Welcome to part 4 of our blog series “The Problem of PFAS”. If you are just tuning in, you might want to take a look at the previous blogs of this series as we provided background on the PFAS controversy (Part 1), a review of the regulatory guidelines for monitoring PFAS contamination in the environment (Part 2), and most recently, a look at which analytical method might work the best for your lab (Part 3). If you are up to speed on this series, you should now have a good baseline on what we’ll be discussing today.
It’s always frustrating to analyze a batch of data only to find that your control blanks are riddled with contamination causing you to track down the source before you can re-analyze your samples. As we have previously learned, PFAS compounds do not readily break down and can persist in the environment over long periods of time. In the lab, this can lead to some persistent contamination that can be observed throughout the PFAS workflow. It can seem like a tall task to pinpoint that contamination since there are a variety of different points where contamination can be introduced to the sample. The most successful way that I have found throughout my years in the lab has been working backwards.
Last things first, the analysis of sample extracts. All PFAS methodology discussed in this blog series utilize a LC-MS-MS for analysis and it’s the first location that I would look at to track down contamination. A quick and easy way to determine if the LC is the source of contamination is running an instrument blank consisting only of solvent and any necessary characterization standards such as isotope dilution or performance standards used in EPA method 533 and 537.1. If any contamination is found in that blank, then the instrument itself could be carrying contamination . A good way to check this is by running a zero-volume injection and check for contamination peaks in the appropriate windows. If the instrument is found not to be the source, then the standards or solvents could be introducing the contamination. Some key things to scrutinize here would be the mobile phase reagents and washing solutions. If that instrument blank is otherwise free of contamination, now it is time to move further down the line.
Since analysis is the last thing to occur in the PFAS workflow, the thing that happens just before analysis is human interaction when the LC vial is placed on to LC-MS-MS. With that said, the next thing you should focus on is taking the human aspect of contamination out of the equation. This means wearing the proper lab gloves when working with PFAS samples so any potential contamination from your hands does not come in contact with the samples. Powderless Nitrile gloves are typically what is recommended for PFAS testing; however, latex gloves can be used but should be tested for PFAS first.

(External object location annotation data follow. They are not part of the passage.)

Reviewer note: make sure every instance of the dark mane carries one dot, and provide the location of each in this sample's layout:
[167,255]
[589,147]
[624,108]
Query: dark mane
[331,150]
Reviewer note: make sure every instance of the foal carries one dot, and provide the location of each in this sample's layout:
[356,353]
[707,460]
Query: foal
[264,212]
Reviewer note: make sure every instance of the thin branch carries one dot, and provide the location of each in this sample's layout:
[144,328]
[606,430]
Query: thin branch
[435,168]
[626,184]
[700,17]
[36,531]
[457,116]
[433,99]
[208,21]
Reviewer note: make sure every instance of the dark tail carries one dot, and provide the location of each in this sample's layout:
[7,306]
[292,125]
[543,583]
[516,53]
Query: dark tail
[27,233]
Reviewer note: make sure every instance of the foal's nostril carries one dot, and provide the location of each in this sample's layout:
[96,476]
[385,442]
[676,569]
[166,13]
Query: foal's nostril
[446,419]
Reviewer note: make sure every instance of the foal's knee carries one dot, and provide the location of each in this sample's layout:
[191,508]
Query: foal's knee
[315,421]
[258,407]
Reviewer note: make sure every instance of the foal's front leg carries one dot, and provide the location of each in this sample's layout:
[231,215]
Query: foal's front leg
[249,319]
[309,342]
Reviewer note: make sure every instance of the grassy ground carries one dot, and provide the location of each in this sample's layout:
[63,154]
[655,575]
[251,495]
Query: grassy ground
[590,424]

The next few points of introduction include extract concentration and vialing. The biggest thing is to be sure that all vials, caps, pipettes, and collection vessels are approved for use with PFAS. A good rule of thumb would be to ensure that all supplies that will be used for PFAS extraction and analysis are completely independent and only used for PFAS, that way you can be sure that there is no stray contamination from another type of analysis. These parts should be routinely analyzed to demonstrate that they are free of contaminants. To help test the cleanliness of these components, it is a good idea to prepare a solvent blank that is concentrated alongside any extracted samples that is different from the instrument blank that I discussed earlier. A more detailed outline can be seen in our application note detailing the above process.
Finally, we come to the sample collection and extraction themselves. Whatever is used for the extraction, whether it be a manual manifold or an automated extractor, it must be outfitted with components approved for PFAS. This includes anything that will come in direct contact with the sample itself. Per method requirements, control blanks must be extracted with every batch of samples and it is recommended to keep a log of historical blank data to see if there are any trends. As with most other extractions, stay diligent when cleaning your equipment to ensure that an automated system is flushed routinely, or any components are rinsed and dried separately from any other labware that might contaminate it. Our application note for the EPA method 537.1 includes a detailed outline on the cleaning procedure that gave us consistent success in maintaining a PFAS-free workflow (download below).
As mentioned previously, PFAS contamination can come from a variety of sources. Therefore, you must make sure samples are not exposed to potential contamination from the time it is collected to the time it arrives to the lab. That is why it is extremely important that the sample is collected in the field by qualified field personnel using sample collection vessels that are approved for use with PFAS. If you’ve exhausted your options, make sure that those bottles are clean from the start by analyzing a solvent rinse of a brand-new bottle.
With PFAS being a such a new analysis, it is important to rely on the good practices you’ve already used in the lab. Unless you know exactly what might have introduced that contamination, working backwards will always be your best bet to systematically eliminate each of the sources without changing too many variables at once. Hopefully this blog series has helped give you a good understanding of the PFAS workflow and how to handle the many challenges that come with analyzing these resilient compounds!